This article looks at ways to be proactive in setting your organisation’s course so that you minimise your chances of running up against legislation.  I call it “navigating the passage” as it is like sailing a yacht from one ocean to another ocean through a narrow channel.

We are all collectively guilty of operating businesses in a way where we are not taking into account limitations such as:

  • Using up resources like coal, oil and forests faster than they can be replaced (certainly not within many generations)
  • Gathering too quickly animals, fish and plants such that their populations are no longer self sustaining.
  • Reducing the areas of forests that provide our oxygen
  • Altering the natural mixture of nutrients in our soil
  • Increasing the levels of pollution in our water, food and air
  • Producing new substances that nature can not dispose of such as polystyrene and nuclear waste

These limitations may be viewed as frustrating limitations to continuing business as usual, or as an opportunity to work with them so as to be ahead of others in your industry.  In terms of the “navigating the passage” analogy, it means that you choose to take your business right up to the edges of the coastlines exploring the details and opportunities, rather than staying out in the middle of the ocean.

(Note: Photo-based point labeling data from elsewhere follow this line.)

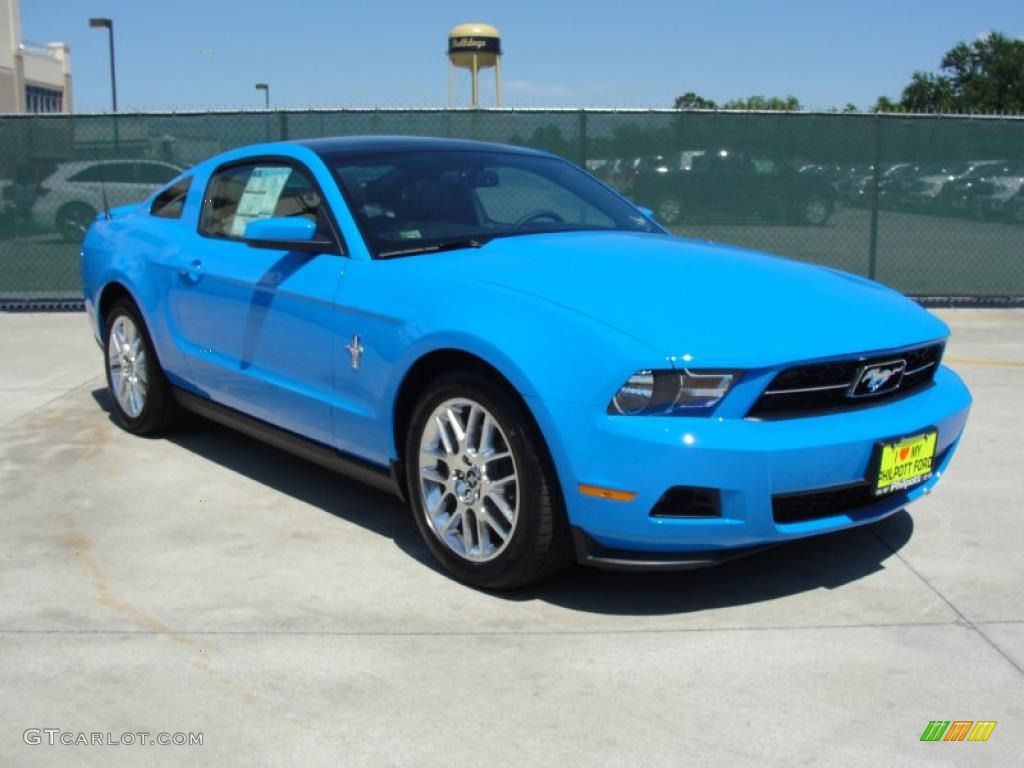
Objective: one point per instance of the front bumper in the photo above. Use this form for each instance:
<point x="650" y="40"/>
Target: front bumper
<point x="747" y="461"/>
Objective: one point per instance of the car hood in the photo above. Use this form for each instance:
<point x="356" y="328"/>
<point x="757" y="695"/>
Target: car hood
<point x="697" y="303"/>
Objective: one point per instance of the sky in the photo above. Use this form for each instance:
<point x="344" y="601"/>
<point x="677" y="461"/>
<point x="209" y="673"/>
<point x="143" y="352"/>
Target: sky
<point x="193" y="54"/>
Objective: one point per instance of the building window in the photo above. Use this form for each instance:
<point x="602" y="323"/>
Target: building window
<point x="39" y="99"/>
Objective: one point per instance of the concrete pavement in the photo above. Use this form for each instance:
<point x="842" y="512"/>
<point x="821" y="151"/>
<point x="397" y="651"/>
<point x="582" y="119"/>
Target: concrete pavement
<point x="206" y="583"/>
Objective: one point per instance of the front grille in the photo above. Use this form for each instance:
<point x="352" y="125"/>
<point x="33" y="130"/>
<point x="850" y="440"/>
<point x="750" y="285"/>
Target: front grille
<point x="815" y="505"/>
<point x="802" y="507"/>
<point x="818" y="388"/>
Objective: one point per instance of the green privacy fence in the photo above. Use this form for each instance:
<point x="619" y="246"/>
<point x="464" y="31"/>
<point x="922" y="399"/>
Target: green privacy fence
<point x="933" y="206"/>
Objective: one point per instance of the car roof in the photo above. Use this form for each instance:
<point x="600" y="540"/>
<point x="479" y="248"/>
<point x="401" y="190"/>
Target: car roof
<point x="367" y="144"/>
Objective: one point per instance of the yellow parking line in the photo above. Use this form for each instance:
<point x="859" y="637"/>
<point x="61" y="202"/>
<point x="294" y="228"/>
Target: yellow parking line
<point x="971" y="361"/>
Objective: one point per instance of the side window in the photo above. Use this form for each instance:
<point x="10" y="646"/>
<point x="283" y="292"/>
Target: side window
<point x="171" y="201"/>
<point x="246" y="193"/>
<point x="520" y="194"/>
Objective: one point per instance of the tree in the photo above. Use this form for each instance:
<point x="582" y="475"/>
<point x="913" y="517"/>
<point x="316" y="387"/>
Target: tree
<point x="691" y="100"/>
<point x="985" y="75"/>
<point x="886" y="104"/>
<point x="791" y="103"/>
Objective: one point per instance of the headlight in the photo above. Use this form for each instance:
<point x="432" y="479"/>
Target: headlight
<point x="672" y="392"/>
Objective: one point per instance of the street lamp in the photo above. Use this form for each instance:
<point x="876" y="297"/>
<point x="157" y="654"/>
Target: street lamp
<point x="108" y="24"/>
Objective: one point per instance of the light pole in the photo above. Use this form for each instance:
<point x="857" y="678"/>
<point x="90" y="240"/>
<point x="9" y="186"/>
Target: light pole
<point x="108" y="24"/>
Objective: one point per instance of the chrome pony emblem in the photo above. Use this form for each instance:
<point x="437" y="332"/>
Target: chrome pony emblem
<point x="878" y="379"/>
<point x="355" y="350"/>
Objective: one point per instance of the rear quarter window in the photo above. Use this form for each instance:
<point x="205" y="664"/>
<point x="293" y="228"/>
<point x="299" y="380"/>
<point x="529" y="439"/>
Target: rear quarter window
<point x="171" y="202"/>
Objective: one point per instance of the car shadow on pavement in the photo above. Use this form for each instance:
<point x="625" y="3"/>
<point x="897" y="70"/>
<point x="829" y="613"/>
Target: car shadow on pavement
<point x="820" y="562"/>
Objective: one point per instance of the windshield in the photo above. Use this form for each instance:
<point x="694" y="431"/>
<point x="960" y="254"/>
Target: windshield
<point x="416" y="202"/>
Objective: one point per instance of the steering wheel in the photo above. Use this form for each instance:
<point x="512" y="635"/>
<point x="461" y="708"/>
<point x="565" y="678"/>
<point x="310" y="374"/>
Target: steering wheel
<point x="545" y="213"/>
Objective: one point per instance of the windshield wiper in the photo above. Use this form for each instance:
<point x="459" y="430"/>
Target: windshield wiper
<point x="452" y="245"/>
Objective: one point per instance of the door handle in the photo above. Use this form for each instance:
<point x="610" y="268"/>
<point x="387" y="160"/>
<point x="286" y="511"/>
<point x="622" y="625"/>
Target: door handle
<point x="194" y="272"/>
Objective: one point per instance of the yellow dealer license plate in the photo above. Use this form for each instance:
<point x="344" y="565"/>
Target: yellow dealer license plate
<point x="904" y="463"/>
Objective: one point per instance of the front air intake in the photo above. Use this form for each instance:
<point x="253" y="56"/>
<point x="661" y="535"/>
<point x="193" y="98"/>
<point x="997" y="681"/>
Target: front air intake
<point x="687" y="501"/>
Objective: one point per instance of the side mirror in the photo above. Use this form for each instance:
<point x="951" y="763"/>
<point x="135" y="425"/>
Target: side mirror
<point x="286" y="233"/>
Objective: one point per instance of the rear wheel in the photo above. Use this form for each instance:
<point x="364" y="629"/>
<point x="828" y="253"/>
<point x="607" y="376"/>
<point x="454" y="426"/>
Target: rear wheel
<point x="139" y="392"/>
<point x="483" y="496"/>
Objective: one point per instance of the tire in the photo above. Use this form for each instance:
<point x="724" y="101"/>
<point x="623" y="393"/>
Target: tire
<point x="814" y="210"/>
<point x="74" y="219"/>
<point x="460" y="500"/>
<point x="669" y="210"/>
<point x="140" y="395"/>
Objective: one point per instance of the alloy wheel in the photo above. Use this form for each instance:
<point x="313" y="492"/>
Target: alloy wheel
<point x="127" y="363"/>
<point x="468" y="480"/>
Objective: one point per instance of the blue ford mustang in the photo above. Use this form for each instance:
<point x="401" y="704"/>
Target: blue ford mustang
<point x="537" y="367"/>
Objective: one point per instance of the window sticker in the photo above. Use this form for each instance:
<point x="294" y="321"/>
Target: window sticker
<point x="260" y="197"/>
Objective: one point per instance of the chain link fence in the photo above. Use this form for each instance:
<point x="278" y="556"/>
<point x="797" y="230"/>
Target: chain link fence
<point x="933" y="206"/>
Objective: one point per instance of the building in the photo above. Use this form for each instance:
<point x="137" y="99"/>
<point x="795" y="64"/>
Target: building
<point x="33" y="77"/>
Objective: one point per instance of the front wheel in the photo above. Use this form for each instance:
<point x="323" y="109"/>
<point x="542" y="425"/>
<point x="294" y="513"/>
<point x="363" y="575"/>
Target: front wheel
<point x="481" y="488"/>
<point x="140" y="394"/>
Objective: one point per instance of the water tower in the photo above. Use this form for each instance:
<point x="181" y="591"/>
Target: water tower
<point x="474" y="47"/>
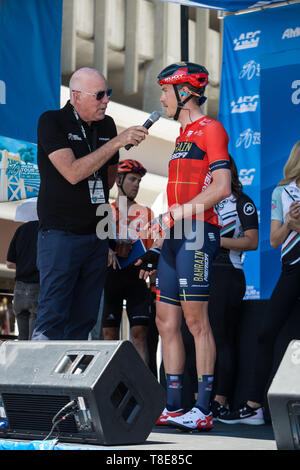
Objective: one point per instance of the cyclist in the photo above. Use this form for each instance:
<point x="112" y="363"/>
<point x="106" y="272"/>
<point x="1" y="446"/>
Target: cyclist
<point x="199" y="178"/>
<point x="285" y="231"/>
<point x="129" y="217"/>
<point x="239" y="233"/>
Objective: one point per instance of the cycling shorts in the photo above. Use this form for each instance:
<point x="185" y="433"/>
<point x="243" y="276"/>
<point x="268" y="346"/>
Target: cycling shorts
<point x="185" y="262"/>
<point x="125" y="285"/>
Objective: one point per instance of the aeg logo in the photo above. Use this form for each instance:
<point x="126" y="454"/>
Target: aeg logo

When you study the upstream and downstream reliance your organisation has on resources or the part it plays in the production of pollution, you enable yourself to look for alternative methods of production of the same product, while reducing or even eliminating that reliance.  Imagine if your organisation was able to operate without the need to burn coal for electricity.  What if you generated your own electricity from your own waste, so that rather than having to pay for disposing of that waste, you used it instead of buying electricity.  A cycle like this replicates how nature works in that one process output is the input to another process and therefore there is never any waste.

Discovering process changes that give you the opportunity to navigate your business through the narrow channels of environmental legislation, and developing a culture that looks for these opportunities, are vital to the long term success of your business and indeed any organisation.  While your competitors are out in the middle of the old ocean, you have seen the channels that have allowed your business to navigate the passageway along the coastline, and into what appears to be a whole new ocean of opportunities on the other side.

Of course, when sailing any yacht, a full crew dedicated to the journey is required, as there will be times when you may sail too close to the rocks.  The team’s contribution to the successful operation of your business will also mitigate your businesses environmental challenges before they have a chance to become an issue.  Your whole team therefore needs to be contributing, each in their unique way, to ensure your business’ successful “Navigation of the Passage”.